A Comparative Study on the Use of DeepSeek-R1 and ChatGPT-4.5 in Different Aspects of Plastic Surgery

Aesthetic Plast Surg. 2025 Aug 11. doi: 10.1007/s00266-025-05108-z. Online ahead of print.

Abstract

Background: Artificial intelligence (AI) has the potential to enhance medical practice, but its application in plastic surgery remains underexplored. DeepSeek-R1 and ChatGPT-4.5 are AI models that can assist with clinical tasks, but their performance in plastic surgery-related queries needs evaluation. This study compares the two models in providing clinically relevant, detailed, and accurate responses.

Objective: The objective of this study is to evaluate and compare the performance of DeepSeek-R1 and ChatGPT-4.5 across 10 plastic surgery-related tasks, focusing on accuracy, detail, and clinical relevance.

Methods: This comparative evaluation was conducted by having two senior plastic surgeons review the AI-generated responses for each task.

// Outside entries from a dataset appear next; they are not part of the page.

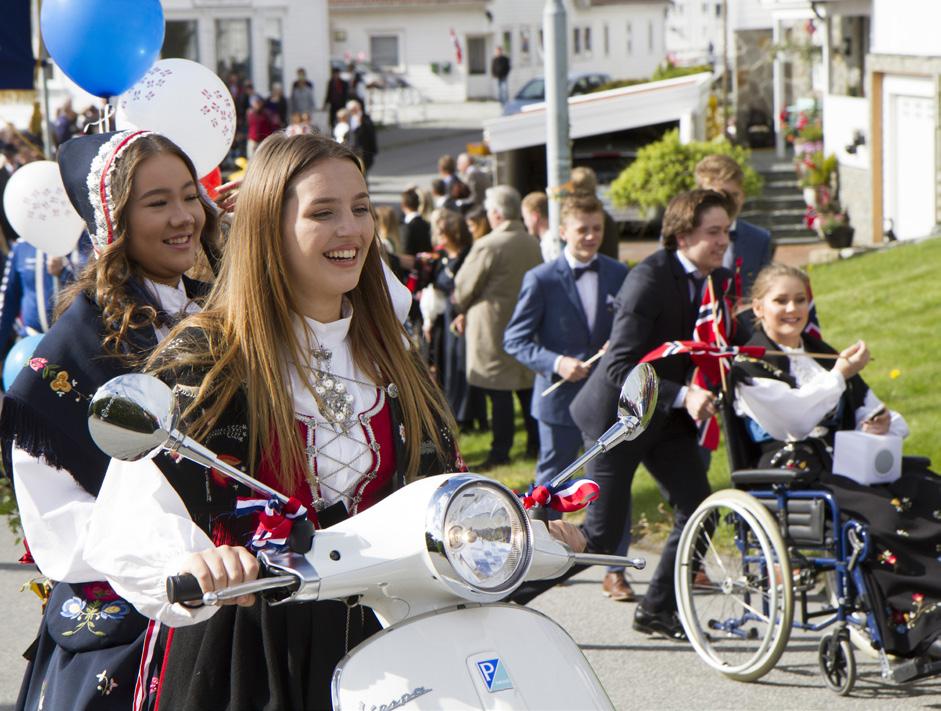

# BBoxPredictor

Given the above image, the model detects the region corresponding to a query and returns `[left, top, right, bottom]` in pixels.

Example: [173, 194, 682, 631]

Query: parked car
[503, 72, 611, 116]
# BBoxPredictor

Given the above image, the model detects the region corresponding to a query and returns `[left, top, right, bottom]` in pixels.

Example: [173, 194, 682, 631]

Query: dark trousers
[484, 388, 539, 462]
[582, 410, 709, 612]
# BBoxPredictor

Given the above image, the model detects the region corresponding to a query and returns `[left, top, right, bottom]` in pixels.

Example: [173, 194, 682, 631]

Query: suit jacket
[503, 254, 627, 427]
[570, 249, 731, 438]
[402, 215, 431, 254]
[729, 220, 774, 299]
[453, 220, 542, 390]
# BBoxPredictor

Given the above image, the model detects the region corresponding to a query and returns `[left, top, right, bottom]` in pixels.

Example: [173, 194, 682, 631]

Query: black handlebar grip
[167, 573, 203, 602]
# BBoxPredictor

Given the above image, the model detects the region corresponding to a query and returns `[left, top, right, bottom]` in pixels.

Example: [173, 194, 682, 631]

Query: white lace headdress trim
[85, 131, 153, 252]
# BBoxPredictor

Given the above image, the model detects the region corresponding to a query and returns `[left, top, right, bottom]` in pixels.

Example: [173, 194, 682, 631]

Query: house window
[369, 35, 399, 67]
[216, 19, 252, 79]
[265, 17, 284, 88]
[467, 37, 487, 76]
[160, 20, 199, 62]
[519, 27, 532, 64]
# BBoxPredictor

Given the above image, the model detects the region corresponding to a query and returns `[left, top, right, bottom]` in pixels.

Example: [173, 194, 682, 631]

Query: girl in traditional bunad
[0, 131, 217, 711]
[85, 135, 463, 709]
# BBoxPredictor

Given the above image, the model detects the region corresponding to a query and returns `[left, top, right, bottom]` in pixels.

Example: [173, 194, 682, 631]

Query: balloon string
[83, 101, 114, 133]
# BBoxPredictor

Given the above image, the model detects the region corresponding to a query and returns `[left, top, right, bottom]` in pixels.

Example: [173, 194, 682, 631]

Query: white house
[329, 0, 668, 101]
[30, 0, 330, 125]
[762, 0, 941, 244]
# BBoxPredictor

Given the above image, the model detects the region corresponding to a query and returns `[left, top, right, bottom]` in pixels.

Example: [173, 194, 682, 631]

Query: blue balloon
[3, 333, 42, 390]
[39, 0, 164, 97]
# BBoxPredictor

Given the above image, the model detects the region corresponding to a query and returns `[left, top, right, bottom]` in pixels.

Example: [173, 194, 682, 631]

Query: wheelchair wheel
[675, 489, 794, 681]
[817, 632, 856, 696]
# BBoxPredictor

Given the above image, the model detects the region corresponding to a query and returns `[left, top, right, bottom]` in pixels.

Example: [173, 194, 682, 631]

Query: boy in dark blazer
[694, 155, 774, 303]
[503, 195, 633, 599]
[570, 190, 732, 640]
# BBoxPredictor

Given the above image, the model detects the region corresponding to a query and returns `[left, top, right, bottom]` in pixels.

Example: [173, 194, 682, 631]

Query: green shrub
[611, 129, 762, 209]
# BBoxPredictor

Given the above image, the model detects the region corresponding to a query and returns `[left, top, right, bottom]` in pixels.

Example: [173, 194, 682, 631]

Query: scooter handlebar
[167, 573, 203, 602]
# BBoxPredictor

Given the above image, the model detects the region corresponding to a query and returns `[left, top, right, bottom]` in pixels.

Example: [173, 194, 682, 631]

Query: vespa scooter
[89, 364, 658, 711]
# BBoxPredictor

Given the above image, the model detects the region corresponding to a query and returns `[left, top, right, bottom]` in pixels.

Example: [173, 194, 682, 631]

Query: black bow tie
[686, 272, 706, 306]
[572, 259, 599, 281]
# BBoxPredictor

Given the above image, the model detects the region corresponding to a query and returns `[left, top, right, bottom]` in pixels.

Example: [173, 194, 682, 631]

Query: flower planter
[823, 225, 856, 249]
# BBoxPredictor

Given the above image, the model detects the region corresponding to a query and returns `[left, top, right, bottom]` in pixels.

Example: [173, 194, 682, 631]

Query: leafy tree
[611, 129, 762, 209]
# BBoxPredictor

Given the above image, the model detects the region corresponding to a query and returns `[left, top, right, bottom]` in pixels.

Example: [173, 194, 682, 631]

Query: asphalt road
[0, 528, 941, 711]
[0, 106, 941, 711]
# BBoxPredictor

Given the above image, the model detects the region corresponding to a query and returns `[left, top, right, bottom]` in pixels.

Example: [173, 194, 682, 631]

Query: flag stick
[540, 351, 604, 397]
[706, 274, 729, 393]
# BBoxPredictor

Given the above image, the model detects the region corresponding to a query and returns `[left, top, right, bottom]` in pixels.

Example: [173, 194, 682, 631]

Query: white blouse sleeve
[12, 444, 102, 583]
[735, 370, 846, 442]
[856, 389, 911, 439]
[85, 459, 217, 627]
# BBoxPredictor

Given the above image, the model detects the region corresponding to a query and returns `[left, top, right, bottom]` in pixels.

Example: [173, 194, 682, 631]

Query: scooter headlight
[427, 476, 532, 597]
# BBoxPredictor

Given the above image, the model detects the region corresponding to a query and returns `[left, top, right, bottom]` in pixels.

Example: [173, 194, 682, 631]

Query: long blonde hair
[151, 134, 454, 486]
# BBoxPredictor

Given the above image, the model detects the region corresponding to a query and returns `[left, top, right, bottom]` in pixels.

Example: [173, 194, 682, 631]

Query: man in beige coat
[454, 185, 542, 471]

The responses were rated on a 1-10 scale based on their accuracy, completeness, and clinical relevance. The tasks involved both general knowledge questions and more complex, clinically relevant tasks such as medical history notes and hospital admission/discharge slips. After scoring, the mean and standard deviation (SD) were calculated for each model to evaluate their overall performance and consistency.

Results: The results revealed that DeepSeek-R1 consistently outperformed ChatGPT-4.5 across all tasks, with higher average scores for both evaluators. DeepSeek-R1 excelled in tasks requiring high clinical detail, comprehensive explanations, and professional-level accuracy, particularly in tasks involving botulinum toxin, medical documentation, and novel research topics. In contrast, ChatGPT-4.5 was rated higher for tasks requiring concise responses, providing accurate but less detailed overviews. The mean scores for DeepSeek-R1 were significantly higher, with lower standard deviations, indicating greater consistency in its responses. ChatGPT-4.5, though performing well for general inquiries, showed more variability and scored lower in complex clinical tasks.

Conclusion: DeepSeek-R1 is better suited for tasks needing clinical detail and professional-level accuracy, while ChatGPT-4.5 excels in providing quick, concise responses. Both models show promise in supporting plastic surgery practice and education, but should complement, not replace, human expertise.

Level of evidence v: This journal requires that authors assign a level of evidence to each article. For a full description of these Evidence-Based Medicine ratings, please refer to the Table of Contents or the online Instructions to Authors www.springer.com/00266 .

Keywords: AI in healthcare; Artificial intelligence; Botulinum toxin; ChatGPT-4.5; Clinical decision support; DeepSeek-R1; Medical documentation; Plastic surgery.